Son dakika haberleri: Erdoğan`dan AB`ye vize resti

Son dakika haberleri: Erdoğan`dan AB`ye vize resti

Son dakika haberleri: Cumhurbaşkanı Recep Tayyip Erdoğan, Fransız gazetesi Le Monde`a konuştu. Erdoğan, `Vize muafiyeti uygulanmazsa sığınmacı anlaşması devam etmez` dedi. Erdoğan, Batı`nın darbe girişimi sürecinde Türkiye`yi yalnız bıraktığını söyledi. İ

Son dakika haberleri; Cumhurbaşkanı Recep Tayyip Erdoğan, Le Monde`a önemli açıklamalarda bulundu.

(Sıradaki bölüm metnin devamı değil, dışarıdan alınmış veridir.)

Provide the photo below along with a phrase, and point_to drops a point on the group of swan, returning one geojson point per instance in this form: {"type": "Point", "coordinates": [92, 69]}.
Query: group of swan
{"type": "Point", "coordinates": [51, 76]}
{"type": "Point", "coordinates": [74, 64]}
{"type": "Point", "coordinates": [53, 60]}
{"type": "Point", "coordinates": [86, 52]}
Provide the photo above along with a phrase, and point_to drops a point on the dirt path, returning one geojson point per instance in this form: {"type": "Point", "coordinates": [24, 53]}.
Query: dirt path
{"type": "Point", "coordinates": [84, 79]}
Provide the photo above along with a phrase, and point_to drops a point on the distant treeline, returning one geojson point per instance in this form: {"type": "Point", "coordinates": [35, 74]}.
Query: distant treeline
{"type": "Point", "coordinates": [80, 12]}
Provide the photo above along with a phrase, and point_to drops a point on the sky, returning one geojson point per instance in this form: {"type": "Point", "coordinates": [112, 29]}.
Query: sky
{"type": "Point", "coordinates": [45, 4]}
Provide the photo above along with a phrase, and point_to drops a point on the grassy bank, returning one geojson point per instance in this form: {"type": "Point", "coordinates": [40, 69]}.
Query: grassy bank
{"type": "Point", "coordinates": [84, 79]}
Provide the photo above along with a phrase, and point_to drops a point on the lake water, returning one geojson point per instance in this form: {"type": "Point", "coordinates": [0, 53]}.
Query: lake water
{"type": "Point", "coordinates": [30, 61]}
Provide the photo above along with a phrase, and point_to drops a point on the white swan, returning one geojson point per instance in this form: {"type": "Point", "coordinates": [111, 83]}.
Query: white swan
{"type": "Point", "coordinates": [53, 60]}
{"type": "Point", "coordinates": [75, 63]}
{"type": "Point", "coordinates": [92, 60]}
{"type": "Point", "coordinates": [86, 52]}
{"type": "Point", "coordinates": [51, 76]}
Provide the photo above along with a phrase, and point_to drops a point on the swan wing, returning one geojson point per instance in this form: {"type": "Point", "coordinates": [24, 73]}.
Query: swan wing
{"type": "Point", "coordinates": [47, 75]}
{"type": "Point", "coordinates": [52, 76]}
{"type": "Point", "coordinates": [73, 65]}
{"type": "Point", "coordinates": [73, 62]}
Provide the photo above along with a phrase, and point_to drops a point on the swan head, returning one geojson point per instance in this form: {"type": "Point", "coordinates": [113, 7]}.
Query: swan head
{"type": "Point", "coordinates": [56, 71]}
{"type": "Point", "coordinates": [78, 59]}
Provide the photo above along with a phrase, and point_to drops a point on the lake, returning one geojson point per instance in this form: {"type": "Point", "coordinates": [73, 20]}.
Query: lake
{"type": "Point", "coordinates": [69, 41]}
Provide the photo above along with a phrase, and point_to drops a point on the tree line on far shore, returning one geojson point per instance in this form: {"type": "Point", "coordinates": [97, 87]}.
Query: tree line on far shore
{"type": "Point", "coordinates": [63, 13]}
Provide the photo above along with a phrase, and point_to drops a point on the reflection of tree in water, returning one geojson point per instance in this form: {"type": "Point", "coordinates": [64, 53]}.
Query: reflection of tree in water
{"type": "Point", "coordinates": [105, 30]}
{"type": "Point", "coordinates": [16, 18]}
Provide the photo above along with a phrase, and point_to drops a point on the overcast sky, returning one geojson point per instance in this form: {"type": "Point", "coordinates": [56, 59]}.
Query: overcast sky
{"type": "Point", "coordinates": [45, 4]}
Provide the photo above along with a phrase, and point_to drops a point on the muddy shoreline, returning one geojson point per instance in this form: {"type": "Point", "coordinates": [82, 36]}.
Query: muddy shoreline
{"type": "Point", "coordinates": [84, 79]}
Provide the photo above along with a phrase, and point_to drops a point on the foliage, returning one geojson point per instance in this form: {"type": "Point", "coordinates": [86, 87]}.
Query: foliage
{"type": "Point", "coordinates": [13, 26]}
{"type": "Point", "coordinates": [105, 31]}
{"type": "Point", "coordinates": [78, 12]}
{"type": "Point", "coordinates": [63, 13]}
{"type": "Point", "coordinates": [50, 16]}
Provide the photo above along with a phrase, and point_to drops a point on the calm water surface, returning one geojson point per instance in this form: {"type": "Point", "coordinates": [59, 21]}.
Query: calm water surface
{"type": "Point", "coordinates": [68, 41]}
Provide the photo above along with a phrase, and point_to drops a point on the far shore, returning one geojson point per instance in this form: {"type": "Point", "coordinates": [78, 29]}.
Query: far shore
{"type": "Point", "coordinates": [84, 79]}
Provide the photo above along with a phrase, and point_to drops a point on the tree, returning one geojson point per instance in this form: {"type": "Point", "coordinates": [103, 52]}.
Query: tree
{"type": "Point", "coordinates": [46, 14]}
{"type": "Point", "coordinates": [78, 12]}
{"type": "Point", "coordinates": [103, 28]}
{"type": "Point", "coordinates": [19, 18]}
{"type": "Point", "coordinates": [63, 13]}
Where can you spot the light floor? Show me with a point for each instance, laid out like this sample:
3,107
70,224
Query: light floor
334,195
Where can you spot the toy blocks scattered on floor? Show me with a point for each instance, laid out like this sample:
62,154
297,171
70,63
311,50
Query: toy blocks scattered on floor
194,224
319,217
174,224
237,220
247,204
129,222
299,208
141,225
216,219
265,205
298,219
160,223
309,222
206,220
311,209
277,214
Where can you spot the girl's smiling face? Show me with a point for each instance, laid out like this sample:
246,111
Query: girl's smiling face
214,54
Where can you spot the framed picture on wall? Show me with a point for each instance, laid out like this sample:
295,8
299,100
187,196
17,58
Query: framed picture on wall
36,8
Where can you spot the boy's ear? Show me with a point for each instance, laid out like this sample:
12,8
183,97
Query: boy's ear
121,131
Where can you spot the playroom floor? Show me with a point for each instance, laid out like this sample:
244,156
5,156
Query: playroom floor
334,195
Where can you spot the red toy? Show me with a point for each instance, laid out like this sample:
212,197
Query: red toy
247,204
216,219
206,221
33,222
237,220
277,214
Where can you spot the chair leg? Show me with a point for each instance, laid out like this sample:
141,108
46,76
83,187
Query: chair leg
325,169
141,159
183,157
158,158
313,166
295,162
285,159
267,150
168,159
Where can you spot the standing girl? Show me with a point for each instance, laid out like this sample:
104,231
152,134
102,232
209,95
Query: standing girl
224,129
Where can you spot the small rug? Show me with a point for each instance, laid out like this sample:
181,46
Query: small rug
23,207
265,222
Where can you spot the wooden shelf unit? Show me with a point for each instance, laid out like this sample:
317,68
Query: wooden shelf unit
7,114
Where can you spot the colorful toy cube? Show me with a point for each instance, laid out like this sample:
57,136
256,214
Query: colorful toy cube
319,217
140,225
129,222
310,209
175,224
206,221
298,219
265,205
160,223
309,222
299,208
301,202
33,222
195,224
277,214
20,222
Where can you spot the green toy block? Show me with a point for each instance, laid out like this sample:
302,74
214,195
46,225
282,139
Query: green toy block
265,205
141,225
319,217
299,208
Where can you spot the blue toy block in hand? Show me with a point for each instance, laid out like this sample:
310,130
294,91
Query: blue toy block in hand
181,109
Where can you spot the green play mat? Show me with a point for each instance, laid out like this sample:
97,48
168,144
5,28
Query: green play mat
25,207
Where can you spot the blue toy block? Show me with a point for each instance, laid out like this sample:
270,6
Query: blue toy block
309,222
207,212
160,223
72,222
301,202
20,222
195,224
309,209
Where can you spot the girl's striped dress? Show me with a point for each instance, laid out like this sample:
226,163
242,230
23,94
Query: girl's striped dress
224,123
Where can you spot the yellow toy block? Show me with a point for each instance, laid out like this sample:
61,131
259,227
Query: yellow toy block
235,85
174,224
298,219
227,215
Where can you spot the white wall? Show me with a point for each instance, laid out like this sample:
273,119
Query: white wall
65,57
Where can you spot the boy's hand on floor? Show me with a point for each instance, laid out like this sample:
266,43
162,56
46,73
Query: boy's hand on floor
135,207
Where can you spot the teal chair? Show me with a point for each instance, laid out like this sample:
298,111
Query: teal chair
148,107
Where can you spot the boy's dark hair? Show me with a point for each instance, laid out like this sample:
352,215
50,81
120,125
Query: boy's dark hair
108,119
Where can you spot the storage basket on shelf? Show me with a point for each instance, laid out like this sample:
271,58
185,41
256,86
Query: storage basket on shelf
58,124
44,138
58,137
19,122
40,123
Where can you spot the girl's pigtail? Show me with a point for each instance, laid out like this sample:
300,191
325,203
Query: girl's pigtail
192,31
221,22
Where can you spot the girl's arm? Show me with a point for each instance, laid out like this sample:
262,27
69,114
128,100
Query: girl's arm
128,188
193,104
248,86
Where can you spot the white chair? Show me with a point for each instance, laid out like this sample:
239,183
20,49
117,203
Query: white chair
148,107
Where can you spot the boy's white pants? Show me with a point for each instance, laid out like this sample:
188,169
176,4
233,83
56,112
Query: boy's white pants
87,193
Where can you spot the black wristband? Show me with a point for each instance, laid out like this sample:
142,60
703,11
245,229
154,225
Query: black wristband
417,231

Erdoğan, Vize muafiyeti uygulanmazsa sığınmacı anlaşması devam etmez ifadelerini kullandı.

AB Türkiye`ye samimi davranmıyor ifadesini kullanan Cumhurbaşkanı Erdoğan, Türk vatandaşlarına yönelik vize muafiyetinin 1 Haziran`dan itibaren uygulanması gerektiğini ancak bu sözün tutulmadığını belirtti.

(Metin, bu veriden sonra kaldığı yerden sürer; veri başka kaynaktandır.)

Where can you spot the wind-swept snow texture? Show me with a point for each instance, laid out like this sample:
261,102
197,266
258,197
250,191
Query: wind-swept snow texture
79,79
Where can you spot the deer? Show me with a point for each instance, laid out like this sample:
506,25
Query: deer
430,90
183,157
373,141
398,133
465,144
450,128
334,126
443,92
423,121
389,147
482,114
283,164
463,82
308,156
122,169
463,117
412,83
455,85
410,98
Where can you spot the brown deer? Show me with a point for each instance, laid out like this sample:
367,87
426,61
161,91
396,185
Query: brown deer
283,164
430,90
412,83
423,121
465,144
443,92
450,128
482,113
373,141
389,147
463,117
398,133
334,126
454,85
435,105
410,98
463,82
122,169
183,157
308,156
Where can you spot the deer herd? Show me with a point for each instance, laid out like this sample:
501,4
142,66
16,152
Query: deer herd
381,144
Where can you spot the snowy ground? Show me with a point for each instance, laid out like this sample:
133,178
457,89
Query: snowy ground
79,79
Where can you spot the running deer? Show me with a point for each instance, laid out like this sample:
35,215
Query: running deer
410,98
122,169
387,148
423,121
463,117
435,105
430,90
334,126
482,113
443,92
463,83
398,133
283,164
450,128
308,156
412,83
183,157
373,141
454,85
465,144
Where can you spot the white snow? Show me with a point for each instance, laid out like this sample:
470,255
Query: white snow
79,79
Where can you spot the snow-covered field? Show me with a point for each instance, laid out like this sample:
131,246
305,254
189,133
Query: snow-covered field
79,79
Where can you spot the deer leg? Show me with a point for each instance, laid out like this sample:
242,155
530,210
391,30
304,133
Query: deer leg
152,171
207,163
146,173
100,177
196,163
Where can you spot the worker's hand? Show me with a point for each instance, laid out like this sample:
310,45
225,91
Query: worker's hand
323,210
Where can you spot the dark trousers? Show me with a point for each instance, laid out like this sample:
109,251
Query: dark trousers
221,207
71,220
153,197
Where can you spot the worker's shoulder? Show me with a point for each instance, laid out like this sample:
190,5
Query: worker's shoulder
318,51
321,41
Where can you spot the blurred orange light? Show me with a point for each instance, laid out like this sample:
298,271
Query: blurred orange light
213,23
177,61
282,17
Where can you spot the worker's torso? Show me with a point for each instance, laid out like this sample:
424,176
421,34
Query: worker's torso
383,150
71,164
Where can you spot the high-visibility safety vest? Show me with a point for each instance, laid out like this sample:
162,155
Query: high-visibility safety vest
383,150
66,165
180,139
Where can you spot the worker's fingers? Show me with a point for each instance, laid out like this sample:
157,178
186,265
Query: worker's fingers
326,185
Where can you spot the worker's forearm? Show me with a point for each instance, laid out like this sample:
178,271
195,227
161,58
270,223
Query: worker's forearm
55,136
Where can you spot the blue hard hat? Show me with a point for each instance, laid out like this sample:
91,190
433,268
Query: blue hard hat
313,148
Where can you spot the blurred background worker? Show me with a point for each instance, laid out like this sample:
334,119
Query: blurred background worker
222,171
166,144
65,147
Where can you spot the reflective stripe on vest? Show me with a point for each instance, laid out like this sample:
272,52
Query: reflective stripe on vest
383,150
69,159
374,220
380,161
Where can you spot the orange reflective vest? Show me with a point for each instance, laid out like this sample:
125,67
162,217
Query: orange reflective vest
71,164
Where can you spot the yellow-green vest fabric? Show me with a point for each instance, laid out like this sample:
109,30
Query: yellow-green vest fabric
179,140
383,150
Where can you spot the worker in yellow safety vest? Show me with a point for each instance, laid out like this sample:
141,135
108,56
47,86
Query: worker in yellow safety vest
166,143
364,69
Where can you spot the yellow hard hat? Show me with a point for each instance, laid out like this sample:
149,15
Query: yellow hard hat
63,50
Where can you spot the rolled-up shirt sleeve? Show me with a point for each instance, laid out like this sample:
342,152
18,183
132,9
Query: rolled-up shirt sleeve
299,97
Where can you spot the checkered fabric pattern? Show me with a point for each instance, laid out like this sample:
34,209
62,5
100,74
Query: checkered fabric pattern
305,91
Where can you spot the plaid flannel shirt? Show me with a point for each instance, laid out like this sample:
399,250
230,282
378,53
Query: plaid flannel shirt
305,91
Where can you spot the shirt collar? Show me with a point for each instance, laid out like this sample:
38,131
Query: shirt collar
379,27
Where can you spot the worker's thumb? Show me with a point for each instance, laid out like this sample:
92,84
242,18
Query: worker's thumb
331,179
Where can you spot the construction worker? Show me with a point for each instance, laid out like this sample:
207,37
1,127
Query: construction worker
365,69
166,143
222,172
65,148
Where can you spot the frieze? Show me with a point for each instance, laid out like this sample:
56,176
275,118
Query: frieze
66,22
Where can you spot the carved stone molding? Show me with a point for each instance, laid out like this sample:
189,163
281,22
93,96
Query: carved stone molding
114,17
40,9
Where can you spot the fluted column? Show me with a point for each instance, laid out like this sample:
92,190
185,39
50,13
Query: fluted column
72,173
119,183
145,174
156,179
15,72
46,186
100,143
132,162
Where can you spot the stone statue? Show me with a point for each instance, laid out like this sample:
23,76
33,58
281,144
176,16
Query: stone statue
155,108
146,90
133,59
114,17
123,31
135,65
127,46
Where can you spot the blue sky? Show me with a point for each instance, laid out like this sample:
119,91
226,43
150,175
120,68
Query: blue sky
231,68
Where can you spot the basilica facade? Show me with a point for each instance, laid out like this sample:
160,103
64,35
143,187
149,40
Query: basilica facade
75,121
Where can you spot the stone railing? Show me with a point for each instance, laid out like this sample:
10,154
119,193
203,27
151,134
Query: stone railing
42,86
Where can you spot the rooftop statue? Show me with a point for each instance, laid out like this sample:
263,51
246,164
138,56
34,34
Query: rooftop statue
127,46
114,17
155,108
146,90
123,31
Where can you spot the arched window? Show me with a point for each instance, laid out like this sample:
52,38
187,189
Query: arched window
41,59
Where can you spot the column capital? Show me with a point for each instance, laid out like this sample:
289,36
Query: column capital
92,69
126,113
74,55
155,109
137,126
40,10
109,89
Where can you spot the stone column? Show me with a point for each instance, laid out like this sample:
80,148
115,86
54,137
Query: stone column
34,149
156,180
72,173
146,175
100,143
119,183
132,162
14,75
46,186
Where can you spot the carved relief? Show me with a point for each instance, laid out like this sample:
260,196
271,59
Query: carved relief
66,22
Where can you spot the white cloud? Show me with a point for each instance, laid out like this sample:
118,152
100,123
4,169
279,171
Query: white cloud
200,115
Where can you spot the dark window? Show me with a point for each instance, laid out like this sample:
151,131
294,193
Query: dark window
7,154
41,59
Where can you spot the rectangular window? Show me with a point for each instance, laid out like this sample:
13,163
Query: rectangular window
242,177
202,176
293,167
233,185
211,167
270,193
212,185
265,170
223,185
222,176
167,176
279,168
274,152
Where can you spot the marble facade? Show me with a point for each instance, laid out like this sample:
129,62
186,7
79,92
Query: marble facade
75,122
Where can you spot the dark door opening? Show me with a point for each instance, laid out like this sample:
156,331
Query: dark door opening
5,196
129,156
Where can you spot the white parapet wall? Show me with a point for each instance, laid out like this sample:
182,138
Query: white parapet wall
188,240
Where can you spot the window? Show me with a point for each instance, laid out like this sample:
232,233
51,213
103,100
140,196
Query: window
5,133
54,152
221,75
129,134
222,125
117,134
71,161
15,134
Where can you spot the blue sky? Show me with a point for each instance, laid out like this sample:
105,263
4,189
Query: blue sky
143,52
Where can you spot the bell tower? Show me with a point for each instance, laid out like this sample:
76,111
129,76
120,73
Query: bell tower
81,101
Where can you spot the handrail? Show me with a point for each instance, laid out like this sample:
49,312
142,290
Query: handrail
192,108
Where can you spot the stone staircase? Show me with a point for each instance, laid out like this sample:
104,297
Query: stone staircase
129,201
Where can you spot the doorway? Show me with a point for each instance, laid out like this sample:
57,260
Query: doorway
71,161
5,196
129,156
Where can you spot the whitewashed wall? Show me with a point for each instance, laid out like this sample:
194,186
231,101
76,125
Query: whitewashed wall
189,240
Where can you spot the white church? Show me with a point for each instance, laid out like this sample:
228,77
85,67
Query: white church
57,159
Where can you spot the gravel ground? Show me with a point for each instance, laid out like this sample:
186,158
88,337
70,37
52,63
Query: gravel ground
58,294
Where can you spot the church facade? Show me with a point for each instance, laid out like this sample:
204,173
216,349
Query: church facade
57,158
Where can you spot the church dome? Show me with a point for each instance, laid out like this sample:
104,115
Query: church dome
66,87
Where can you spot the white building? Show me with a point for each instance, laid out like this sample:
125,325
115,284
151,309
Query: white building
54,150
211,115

Erdoğan ayrıca, Batı, darbe girişimi sürecinde Türkiye`yi yalnız bıraktı diye konuştu.

Cumhurbaşkanı Recep Tayyip Erdoğan, Batılı liderlerin  Fetullahçı Terör Örgütü`nün (FETÖ) darbe girişimi karşısındaki tavrını  eleştirerek, Batı dünyası kendi savunduğu değerlerle çelişki içinde. Batı`nın  demokratik değerlere sahip çıkan Türkiye ile dayanışma içinde olması gerekir.  Maalesef Türkleri yalnız bırakmayı tercih etti. dedi.

Erdoğan, Le Monde gazetesinde yayımlanan röportajda, darbe girişimine  ilişkin soruları yanıtladı.

Erdoğan, Batı dünyası kendi savunduğu değerlerle çelişki içinde.  Batı`nın demokratik değerlere sahip çıkan Türkiye ile dayanışma içinde olması  gerekir. Maalesef Türkleri yalnız bırakmayı tercih etti. Batılılar tutuklanan ve  açığa alınan insanların sayısından şüphe etmemelidir. Bir hukuk devleti istediği  memuru işe almak ve istedini de işten çıkarma hakkına sahiptir. Türkiye böyle bir  soruyu Batılı müttefiklerine asla sormadı. diye konuştu.

Memurlarla ilgili alınan kararların Türkiye`nin kendi kararı olduğuna  işaret eden Erdoğan, Kimi yerinde tutacağımız, kimi açığa alacağımız bize kalmış  bir şey. Herkes yerini bilmek zorunda. Biz bir darbe girişimine ve teröristlere  karşı bir mücadele yürütüyoruz. Batı dünyası neyle karşı karşıya olduğumuzu  anlamak zorunda. ifadelerini kullandı.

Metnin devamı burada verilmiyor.